Working across 26 states, the campaign has successfully facilitated more than 2 million doses to this section
American Indian Foundation (AIF) launched their vaccination initiative – vaccination initiative – ‘The First Million’, by covering the wider geographies of India and reaching out to the population that warranted behavior change in their attitudes and perceptions against the COVID vaccination. MCV catered to a larger audience and persuaded them to get both doses to complete the vaccination cycle. The campaign helped mobilize a broad spectrum of the beneficiary segment and has been imperative to the success of the vaccination initiative. Working across 26 states, the campaign, today, has successfully facilitated more than 2 million doses to this section. The MCV campaign has so far reached over 100 million people. Driven by equity, inclusion, and positive discrimination, the initiative focused on facilitating vaccination for sex workers, rural tribal populations, street vendors, migrant workers, persons with disability, and vulnerable women.

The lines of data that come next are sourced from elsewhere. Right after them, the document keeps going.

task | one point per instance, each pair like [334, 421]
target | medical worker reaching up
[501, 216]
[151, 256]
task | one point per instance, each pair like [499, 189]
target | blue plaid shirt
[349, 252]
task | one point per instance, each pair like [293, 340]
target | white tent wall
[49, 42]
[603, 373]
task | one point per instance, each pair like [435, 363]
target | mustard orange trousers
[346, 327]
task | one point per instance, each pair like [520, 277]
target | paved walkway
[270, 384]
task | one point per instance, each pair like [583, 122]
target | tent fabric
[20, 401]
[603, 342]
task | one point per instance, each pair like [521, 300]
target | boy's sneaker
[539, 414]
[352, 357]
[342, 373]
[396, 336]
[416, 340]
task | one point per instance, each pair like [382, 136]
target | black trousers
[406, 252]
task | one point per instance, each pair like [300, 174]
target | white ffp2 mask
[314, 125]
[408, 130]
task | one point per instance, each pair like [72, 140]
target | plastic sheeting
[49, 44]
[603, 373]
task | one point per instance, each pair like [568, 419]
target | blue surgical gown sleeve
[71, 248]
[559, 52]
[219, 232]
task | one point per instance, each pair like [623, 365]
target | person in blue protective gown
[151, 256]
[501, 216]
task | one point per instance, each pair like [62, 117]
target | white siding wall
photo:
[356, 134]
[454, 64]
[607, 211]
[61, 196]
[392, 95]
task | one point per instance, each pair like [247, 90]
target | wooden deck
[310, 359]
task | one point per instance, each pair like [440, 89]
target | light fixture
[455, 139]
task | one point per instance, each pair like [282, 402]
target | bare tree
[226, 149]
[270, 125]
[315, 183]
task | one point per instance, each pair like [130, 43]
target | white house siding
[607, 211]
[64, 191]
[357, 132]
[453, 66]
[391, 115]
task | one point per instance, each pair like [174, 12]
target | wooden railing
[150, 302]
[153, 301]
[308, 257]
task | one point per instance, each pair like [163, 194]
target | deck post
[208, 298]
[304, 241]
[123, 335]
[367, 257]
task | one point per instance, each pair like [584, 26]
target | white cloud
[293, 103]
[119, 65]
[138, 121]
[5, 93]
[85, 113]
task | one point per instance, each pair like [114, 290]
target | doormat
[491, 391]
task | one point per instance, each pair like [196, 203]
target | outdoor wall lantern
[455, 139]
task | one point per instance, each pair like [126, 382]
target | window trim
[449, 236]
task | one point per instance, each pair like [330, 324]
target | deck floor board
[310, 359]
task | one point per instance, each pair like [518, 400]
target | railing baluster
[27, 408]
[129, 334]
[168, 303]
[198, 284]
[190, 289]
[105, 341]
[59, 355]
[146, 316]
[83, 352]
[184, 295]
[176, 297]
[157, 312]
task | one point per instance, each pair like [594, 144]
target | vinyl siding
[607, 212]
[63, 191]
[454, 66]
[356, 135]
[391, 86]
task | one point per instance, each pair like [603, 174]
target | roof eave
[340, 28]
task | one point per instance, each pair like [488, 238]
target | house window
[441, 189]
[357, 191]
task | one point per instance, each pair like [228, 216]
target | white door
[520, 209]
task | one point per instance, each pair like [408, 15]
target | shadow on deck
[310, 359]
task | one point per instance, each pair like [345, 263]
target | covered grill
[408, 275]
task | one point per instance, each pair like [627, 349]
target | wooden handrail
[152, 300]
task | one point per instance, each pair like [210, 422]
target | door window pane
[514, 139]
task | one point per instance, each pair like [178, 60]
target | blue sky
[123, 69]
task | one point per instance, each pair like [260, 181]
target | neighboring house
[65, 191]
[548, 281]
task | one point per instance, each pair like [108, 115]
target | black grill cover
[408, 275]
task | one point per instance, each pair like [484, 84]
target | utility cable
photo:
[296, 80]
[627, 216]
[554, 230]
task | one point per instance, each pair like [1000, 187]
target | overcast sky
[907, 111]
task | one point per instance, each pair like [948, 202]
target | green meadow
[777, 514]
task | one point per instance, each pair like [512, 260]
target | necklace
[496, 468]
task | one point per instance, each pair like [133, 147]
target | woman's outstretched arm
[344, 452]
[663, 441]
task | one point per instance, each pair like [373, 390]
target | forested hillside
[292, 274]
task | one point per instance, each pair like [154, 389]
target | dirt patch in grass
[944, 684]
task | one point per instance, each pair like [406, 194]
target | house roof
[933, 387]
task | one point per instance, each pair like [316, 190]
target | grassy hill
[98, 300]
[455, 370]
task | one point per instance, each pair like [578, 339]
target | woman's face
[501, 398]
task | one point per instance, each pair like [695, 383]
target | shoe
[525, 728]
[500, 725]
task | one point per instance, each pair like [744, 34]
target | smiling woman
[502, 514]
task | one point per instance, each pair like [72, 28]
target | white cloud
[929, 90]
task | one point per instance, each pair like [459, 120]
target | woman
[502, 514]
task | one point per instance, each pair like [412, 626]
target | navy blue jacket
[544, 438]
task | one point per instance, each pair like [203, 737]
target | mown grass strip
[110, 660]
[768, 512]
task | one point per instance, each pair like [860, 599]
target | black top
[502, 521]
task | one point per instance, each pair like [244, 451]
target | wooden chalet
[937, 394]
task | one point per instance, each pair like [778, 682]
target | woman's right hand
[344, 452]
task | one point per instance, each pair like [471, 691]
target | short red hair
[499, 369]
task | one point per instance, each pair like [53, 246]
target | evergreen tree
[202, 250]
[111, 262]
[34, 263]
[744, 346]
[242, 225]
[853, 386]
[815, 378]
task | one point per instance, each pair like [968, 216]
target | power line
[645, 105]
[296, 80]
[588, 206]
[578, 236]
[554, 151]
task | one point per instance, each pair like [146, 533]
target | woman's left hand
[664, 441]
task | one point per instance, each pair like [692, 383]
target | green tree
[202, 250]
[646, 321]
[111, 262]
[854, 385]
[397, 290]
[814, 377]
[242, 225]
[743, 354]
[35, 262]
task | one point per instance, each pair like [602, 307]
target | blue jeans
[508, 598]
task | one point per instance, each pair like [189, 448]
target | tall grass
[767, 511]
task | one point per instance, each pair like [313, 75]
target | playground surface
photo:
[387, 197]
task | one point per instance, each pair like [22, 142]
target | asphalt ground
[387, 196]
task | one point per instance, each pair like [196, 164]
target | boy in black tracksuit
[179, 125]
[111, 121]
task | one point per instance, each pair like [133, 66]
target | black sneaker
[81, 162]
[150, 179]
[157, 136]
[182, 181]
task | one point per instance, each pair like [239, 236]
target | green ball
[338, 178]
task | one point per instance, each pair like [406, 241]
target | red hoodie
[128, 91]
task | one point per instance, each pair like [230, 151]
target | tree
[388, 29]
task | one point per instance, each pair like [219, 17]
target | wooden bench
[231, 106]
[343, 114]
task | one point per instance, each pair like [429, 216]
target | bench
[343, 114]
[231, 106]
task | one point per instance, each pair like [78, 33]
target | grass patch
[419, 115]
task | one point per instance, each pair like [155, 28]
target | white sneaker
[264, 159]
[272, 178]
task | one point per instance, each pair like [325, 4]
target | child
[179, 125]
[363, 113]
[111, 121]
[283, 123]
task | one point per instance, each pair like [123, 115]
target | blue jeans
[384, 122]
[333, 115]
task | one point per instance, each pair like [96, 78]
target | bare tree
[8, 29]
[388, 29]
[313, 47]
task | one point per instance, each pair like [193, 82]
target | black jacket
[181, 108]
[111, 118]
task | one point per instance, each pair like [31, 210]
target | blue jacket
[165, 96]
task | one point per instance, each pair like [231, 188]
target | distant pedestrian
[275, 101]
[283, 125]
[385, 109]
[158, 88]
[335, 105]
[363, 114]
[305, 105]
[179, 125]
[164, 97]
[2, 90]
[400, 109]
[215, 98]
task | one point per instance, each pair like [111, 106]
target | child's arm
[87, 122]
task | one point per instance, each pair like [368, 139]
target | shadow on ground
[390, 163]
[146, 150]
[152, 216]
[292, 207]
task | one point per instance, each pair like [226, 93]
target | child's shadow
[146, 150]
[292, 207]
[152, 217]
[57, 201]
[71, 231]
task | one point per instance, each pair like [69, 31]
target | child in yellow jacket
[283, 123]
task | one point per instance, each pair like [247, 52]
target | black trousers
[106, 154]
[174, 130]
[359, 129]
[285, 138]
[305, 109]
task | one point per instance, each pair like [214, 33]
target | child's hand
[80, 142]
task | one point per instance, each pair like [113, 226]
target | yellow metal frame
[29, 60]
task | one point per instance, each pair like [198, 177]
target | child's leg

Mr. Nishant Pandey – CEO of AIF said, “Right from the inception of the initiative, we envisaged the significant role of research to identify the beneficiary population in the communities that will either remain neglected or require intense intervention from the programmatic point of view. Once identified, preliminary research was conducted to recognize their milieu and unique set of challenges and deterrents to getting vaccinated. This was followed by a quant study consisting of Group discussions and one-on-one interviews with the identified community members in chosen geographies and the findings were curated to inform the design and execution of the communication material to address the specific hesitancies. Underpinning the MCV campaign, research helped steer the campaign’s impact & effectiveness.”
AIF said that it is committed to improving the lives of India’s underprivileged population, with a special focus on women, children, and youth. With the pandemic disproportionately impacting the poor, AIF has pivoted to design and deliver interventions that rehabilitate disenfranchised communities around the country. Leveraging the experience of the past 20 years and the synergies with state governments, AIF launched Project Entre-Prerana, an intervention at the confluence of digital and financial inclusion, to implement systemic transformation focused on reviving the livelihoods of 1 million street vendors and other micro-entrepreneurs, by providing them access to new sources of income, low-cost working capital and mainstreaming their business through formal registration. Nishant further added, “Through our flagship Education program – Digital Equalizer, during unprecedented lockdowns and school closure, AIF ensured that children with no digital access, continued their learning through community/remedial classes, tablets, and pen drives loaded with content, along with tailored digital content and worksheets. Entre-Prerana and DE are among many programmatic interventions, that AIF has undertaken to rehabilitate the lives of those at the margins, reaching out to more than 12.9 million people across 31 States and Union Territories in the country.”
Working with Ernst & Young (EY) as a data and process monitoring partner, AIF also maintained data transparency and accountability for the vaccine initiative. The initiative was an exemplary mix of integrated communication that serves the objectives and works for the higher welfare of the stakeholders, educating and mobilizing them through multiple channels.
AIF also collaborated with multiple NGOs and State governments to take aid them in terms of local knowledge and relationships with block and district authorities which paved the way for a successful campaign. Nishant said, “We had an incredible synergy with on-ground facilitation and implementation partners and it emerged stronger with every passing phase of the program. Greater milestones can be achieved by the sheer grit and enthusiasm of an energetic team and fortunately, we had one.”